Using the same torque, means using the same energy, and the energy at the other en got to be the same.

Am I right in this?? Makes sense to me just now...LOL

Even easier would be to use a kinematic relationship between velocity, distance, and acceleration.

Sorry, I do not understand what you mean there...hmmmm...

I also want to learn how to do it the other ways you mentioned...

There are several ways to figure that out:
(1) Use dynamics to figure out the acceleration. Then kinematics to figure out the speed.
(2) Use energy methods.

Try it several ways and compare.

Have I already "touched" some of that in my discussion above?

 

[Doc Al]

OK, I got it. Here is my spread sheet again, I left it "open" so you can check the formulas in the cells...

Looks good.

Here is my take now on this comparison...
My theory is that, if one swing as hard as one can, with both "hammers", one use the same torque on both.
And I can now see, that, of course, the result at impact will be the same between the 2 cases, only difference is that it takes longer time with a longer shaft. That make the power (Nm/s) different.

Using the same torque, means using the same energy, and the energy at the other en got to be the same.

Am I right in this?? Makes sense to me just now...LOL

Good! The way I look at it--which is what I meant by using "energy methods"--is that the work done is the same in both cases: Work = Torque*theta. So both cases end up with the same energy and thus velocity. You can find the velocity by setting the work equal to the rotational KE.

Sorry, I do not understand what you mean there...hmmmm...

I also want to learn how to do it the other ways you mentioned...

My point was that I see no need for a spreadsheet. You have the distance and acceleration, thus you can find the speed directly using V² = 2ad.

Even simpler would have been to stick to rotational quantities instead of converting them to linear quantities. You'd find the angular acceleration alpha using Torque = I*alpha.

Have I already "touched" some of that in my discussion above?

Definitely.

 

[akkamaan]

Thank you for all the help!

Truly appreciate the way you help!

So why do we not hold the axes head direct in our hand, that will make us split faster??
My answer...there is a physical body limitation how fast we can accelerate our arm, not only from available torque...and in addition to that, we will have a hard time to absorb the impact of the energy in our hand and arm?
A karate trained guy, can handle this different that a normal person??

I realize you might not be a body physician

I do the math you recommended, and make some derivation of formulas...

I have another, related topic about how different designed axes head penetrate wood...
I need to get some input so I can scientifically "anchor" my theory a little...

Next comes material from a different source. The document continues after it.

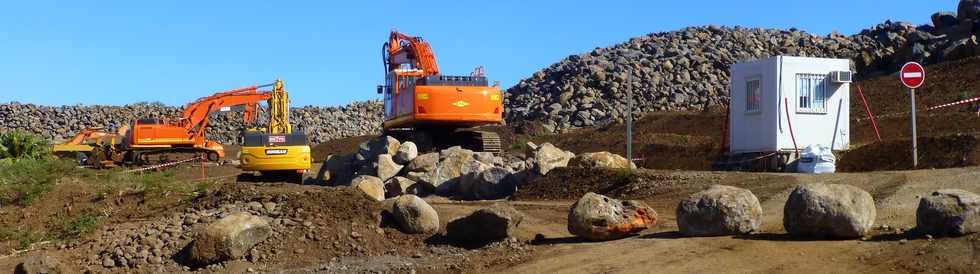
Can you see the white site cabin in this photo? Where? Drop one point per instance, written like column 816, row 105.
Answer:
column 817, row 92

Shall I start a new thread or keep on, in this thread??

[PLAIN]http://akkamaan.com/firewood/FSS_vs_X25_penetration.jpg

Per A

 

[Doc Al]

So why do we not hold the axes head direct in our hand, that will make us split faster??
My answer...there is a physical body limitation how fast we can accelerate our arm, not only from available torque...and in addition to that, we will have a hard time to absorb the impact of the energy in our hand and arm?

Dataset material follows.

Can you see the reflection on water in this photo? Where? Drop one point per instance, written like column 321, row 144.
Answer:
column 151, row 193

In addition, swinging an axe by the handle allows us to use gravity to our advantage.

A karate trained guy, can handle this different that a normal person??

I'm not sure what you mean.

I have another, related topic about how different designed axes head penetrate wood...
I need to get some input so I can scientifically "anchor" my theory a little...

Shall I start a new thread or keep on, in this thread??

I suggest that you start a new thread.